Die Nacht ist eine Mischung aus Traum, dusseln und mindestens dreimal aufstehen und Bier wegbringen. Das Zeug ist ein Nierenspüler mit Geschmack. Totsaufen geht nicht bei 1,5 %, da hast Du ne Blase am Daumen vom Hosenladenaufundzumachen.  Gedanken kommen auf, das Zeug gleich in den Kanal zu kippen.

Das Bullern der Maschinen wiegt uns schließlich in unruhigen Schlaf –  wir wachen auf, Totenstille auf dem Schiff. Nur nebenan schnarcht es um den Pokal. Die Maschinen stehen! Neugier treibt uns aufs Deck. Felix bleibt verschollen, er muss wohl schnarchen oder ist bewusstlos.

Der Kahn steckt im Eis fest, morgens um 5. Na Klasse! Auf der Brücke wird gerufen und rumgerannt. Zwei telefonieren und schlagen mit den Armen Muster in die Luft. Ein schönes Schauspiel da oben. Maschinen laufen wieder an und ein Zittern geht durch das Schiff. Aha. Rückwärtsgang – alles zurück. Schöne Wintererprobung ade. Morgen sind wir wieder in Kiel.

Nach einer halben Stunde zittert das Schiff den letzten Staub aus den Ritzen, es rollt von rechts nach links, logisch, wieder zurück und Türen und Lampen winken uns zu, vereinzelte Gäste versuchen schrittweise voranzukommen. Seemannsgang eben, deswegen sind die Gänge auch nicht so breit.

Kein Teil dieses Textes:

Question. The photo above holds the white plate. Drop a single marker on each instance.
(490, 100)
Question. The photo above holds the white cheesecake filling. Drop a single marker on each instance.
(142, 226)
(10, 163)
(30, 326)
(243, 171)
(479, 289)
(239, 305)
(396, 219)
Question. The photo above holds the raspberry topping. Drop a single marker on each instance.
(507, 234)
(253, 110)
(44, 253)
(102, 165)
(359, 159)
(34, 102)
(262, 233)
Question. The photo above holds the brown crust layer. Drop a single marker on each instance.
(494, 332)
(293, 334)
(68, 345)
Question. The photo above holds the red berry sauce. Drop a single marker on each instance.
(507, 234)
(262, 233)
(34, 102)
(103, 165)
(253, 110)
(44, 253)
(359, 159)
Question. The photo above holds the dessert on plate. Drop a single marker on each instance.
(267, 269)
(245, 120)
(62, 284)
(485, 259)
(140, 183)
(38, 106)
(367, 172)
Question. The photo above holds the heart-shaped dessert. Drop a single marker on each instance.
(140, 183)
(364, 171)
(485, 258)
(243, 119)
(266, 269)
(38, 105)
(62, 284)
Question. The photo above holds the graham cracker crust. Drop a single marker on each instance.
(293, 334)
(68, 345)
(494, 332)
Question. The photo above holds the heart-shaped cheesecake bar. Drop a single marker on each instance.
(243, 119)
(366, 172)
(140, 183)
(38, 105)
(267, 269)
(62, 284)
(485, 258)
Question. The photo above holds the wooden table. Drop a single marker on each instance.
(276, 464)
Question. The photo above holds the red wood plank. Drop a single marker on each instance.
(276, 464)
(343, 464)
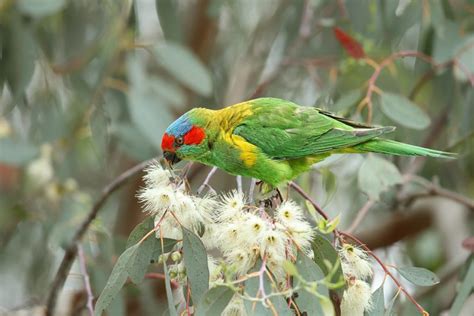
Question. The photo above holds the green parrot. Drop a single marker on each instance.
(274, 140)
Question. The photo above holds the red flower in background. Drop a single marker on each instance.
(351, 46)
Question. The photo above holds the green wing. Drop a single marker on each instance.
(284, 130)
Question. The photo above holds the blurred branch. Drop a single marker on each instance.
(71, 250)
(361, 215)
(400, 226)
(87, 283)
(436, 190)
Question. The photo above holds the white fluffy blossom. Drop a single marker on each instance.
(355, 262)
(356, 299)
(231, 206)
(289, 213)
(156, 176)
(235, 307)
(157, 199)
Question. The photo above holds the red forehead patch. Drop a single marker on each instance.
(167, 142)
(194, 136)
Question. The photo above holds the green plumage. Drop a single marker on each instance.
(275, 140)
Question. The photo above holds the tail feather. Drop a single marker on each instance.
(391, 147)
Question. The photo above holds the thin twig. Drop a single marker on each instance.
(384, 267)
(87, 283)
(71, 250)
(206, 181)
(253, 182)
(239, 184)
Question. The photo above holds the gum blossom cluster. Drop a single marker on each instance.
(244, 234)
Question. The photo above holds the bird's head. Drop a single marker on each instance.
(185, 139)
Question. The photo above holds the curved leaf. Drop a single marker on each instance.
(116, 280)
(195, 260)
(214, 301)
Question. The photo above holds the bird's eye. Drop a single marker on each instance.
(179, 141)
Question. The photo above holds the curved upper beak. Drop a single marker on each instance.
(171, 157)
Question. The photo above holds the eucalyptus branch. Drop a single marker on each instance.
(371, 84)
(87, 283)
(71, 250)
(386, 270)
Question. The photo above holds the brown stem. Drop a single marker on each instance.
(384, 267)
(87, 283)
(71, 250)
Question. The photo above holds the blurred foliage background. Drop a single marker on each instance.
(88, 88)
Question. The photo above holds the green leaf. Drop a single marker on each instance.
(98, 125)
(324, 252)
(329, 184)
(376, 175)
(40, 8)
(195, 260)
(252, 288)
(465, 289)
(310, 272)
(214, 301)
(378, 303)
(140, 231)
(169, 293)
(141, 259)
(403, 111)
(116, 280)
(419, 276)
(388, 311)
(16, 153)
(184, 66)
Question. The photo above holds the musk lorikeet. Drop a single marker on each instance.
(274, 140)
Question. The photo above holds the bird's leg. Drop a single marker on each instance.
(278, 195)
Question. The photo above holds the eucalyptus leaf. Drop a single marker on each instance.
(324, 253)
(403, 111)
(378, 303)
(419, 276)
(214, 301)
(376, 175)
(310, 272)
(195, 260)
(184, 66)
(116, 280)
(169, 293)
(98, 125)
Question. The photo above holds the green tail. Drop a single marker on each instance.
(391, 147)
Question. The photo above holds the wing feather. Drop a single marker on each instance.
(284, 130)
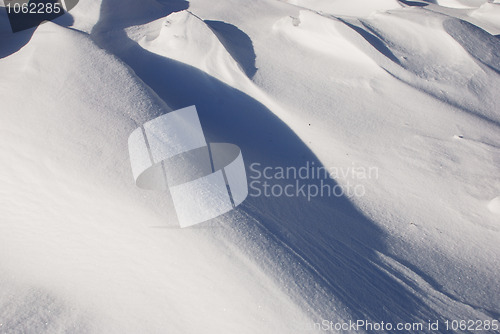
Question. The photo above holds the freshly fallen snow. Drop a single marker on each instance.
(409, 90)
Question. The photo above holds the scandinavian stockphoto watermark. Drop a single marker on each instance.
(309, 180)
(171, 153)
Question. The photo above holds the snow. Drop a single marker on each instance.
(411, 90)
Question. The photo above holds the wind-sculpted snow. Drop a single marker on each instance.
(402, 88)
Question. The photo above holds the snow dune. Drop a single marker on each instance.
(411, 90)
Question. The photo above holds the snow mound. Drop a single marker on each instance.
(184, 37)
(489, 12)
(321, 34)
(459, 4)
(494, 205)
(347, 7)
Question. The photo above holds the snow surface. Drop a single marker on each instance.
(409, 87)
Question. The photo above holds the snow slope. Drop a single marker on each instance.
(406, 88)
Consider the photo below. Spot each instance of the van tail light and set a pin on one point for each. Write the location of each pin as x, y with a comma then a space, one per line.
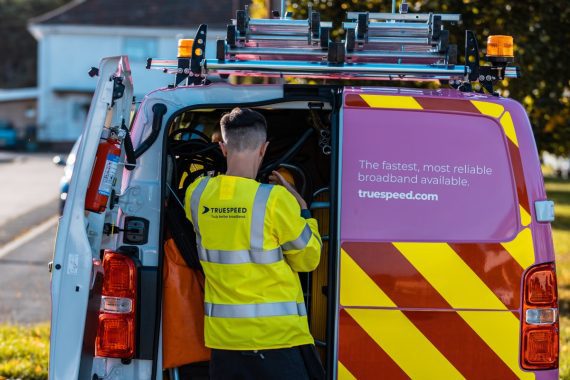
117, 315
540, 341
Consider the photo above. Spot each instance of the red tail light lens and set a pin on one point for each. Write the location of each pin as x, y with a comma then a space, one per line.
541, 286
115, 336
119, 275
540, 340
117, 328
541, 347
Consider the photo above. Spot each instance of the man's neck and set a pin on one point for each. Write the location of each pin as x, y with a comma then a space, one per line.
242, 165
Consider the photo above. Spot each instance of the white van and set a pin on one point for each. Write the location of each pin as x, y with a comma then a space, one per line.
437, 258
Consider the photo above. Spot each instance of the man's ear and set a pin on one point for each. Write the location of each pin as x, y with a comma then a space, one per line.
263, 149
223, 148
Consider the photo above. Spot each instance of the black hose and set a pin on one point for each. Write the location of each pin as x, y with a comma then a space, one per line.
129, 150
159, 110
288, 155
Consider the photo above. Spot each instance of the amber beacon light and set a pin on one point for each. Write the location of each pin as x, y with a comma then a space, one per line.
185, 48
500, 47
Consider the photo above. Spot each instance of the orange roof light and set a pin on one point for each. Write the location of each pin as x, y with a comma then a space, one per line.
185, 48
500, 46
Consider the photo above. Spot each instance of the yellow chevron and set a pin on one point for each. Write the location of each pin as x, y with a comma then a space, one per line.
344, 373
509, 128
522, 248
487, 108
356, 288
388, 101
404, 343
391, 329
450, 275
501, 331
525, 216
462, 288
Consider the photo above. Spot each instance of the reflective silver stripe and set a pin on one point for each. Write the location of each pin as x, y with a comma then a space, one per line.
301, 242
272, 309
240, 256
194, 207
258, 216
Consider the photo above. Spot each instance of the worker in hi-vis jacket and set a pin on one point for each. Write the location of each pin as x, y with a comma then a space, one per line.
252, 240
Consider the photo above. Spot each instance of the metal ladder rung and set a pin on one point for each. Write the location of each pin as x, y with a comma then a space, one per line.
410, 17
320, 205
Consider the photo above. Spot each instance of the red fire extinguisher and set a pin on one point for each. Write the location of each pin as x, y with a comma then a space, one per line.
104, 174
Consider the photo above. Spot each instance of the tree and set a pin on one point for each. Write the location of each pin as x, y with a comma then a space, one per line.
19, 49
541, 29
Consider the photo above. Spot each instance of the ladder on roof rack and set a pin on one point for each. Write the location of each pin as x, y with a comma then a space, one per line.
377, 46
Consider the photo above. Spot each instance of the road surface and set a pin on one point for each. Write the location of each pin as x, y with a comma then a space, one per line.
28, 216
24, 276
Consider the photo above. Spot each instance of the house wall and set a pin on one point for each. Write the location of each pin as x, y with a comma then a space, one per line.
20, 113
67, 52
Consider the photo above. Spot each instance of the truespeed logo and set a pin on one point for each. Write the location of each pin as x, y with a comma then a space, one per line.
387, 195
225, 212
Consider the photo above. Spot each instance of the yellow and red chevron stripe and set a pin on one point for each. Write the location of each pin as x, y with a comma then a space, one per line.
458, 319
490, 109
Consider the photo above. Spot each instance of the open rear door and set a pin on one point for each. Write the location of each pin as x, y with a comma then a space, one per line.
76, 264
434, 237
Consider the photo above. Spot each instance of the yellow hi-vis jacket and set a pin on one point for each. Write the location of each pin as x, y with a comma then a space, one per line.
252, 241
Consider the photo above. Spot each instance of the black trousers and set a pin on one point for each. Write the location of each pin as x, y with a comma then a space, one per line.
283, 363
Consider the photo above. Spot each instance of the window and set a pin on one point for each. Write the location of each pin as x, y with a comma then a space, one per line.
139, 49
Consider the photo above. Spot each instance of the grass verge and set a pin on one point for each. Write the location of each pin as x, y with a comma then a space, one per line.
24, 352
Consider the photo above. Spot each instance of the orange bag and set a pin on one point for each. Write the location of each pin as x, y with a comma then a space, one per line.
182, 310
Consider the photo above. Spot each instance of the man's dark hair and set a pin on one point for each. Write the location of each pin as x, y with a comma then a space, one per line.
243, 129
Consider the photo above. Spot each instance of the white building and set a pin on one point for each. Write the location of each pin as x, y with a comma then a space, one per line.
74, 38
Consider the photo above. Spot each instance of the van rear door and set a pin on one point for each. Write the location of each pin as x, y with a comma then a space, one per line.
80, 234
435, 237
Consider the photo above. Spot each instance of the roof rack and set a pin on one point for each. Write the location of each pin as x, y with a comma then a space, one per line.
394, 46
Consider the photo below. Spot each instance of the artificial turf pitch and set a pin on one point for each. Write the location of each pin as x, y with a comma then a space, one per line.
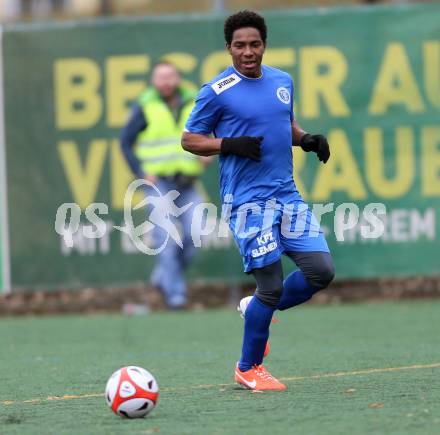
349, 369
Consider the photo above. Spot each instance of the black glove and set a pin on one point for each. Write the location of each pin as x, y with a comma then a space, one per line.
316, 143
244, 146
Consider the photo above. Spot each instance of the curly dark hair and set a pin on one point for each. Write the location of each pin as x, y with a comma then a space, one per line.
244, 19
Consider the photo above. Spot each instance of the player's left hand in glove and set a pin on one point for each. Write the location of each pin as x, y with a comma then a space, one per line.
316, 143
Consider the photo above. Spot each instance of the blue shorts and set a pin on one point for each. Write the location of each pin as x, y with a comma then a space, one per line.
264, 232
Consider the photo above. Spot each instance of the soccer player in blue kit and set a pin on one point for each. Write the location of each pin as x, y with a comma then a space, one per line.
248, 108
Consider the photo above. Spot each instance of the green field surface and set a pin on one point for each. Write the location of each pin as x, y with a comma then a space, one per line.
349, 369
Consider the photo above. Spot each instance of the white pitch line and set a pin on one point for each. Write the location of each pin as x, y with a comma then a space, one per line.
207, 386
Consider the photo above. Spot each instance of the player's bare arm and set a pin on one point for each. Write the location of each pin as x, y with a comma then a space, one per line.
243, 146
310, 142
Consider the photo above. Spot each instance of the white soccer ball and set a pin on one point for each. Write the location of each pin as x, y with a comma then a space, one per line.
131, 392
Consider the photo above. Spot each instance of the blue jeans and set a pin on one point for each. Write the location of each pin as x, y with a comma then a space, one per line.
169, 271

Kronprinzessan Henriette oder so fährt wieder Richtung Göteborg, aber diesmal mit mehr Geschwindigkeit. Der Ingenieur folgert: Eisbrecher sind zur Reparatur, der Fahrplan muss eingehalten werden, wir knacken das Eis selbst. Titanic im Kattegat. Ich seh schon die Zeitungsanzeigen, und wir wieder dabei. Und so war’s dann auch. Eisknacken pur, mit Logenplatz. Wir schauen begeistert nach unten an der Bordwand entlang und sehen, wie der Bug Eisschollen generiert. Die nächtliche Temperatur meldet sich durch das Hemd. Vorgeschmack auf Kaltstart. Um sechs liegen wir wieder im Bett. Die gegen die Bordwand schlagenden Eisschollen bringen Abwechslung in das monotone Grummeln der Motoren. Das immer wiederkehrende Schütteln läuft schneller durchs Schiff. Das Schnarchen ist zweite Wahl im Soundgebräu.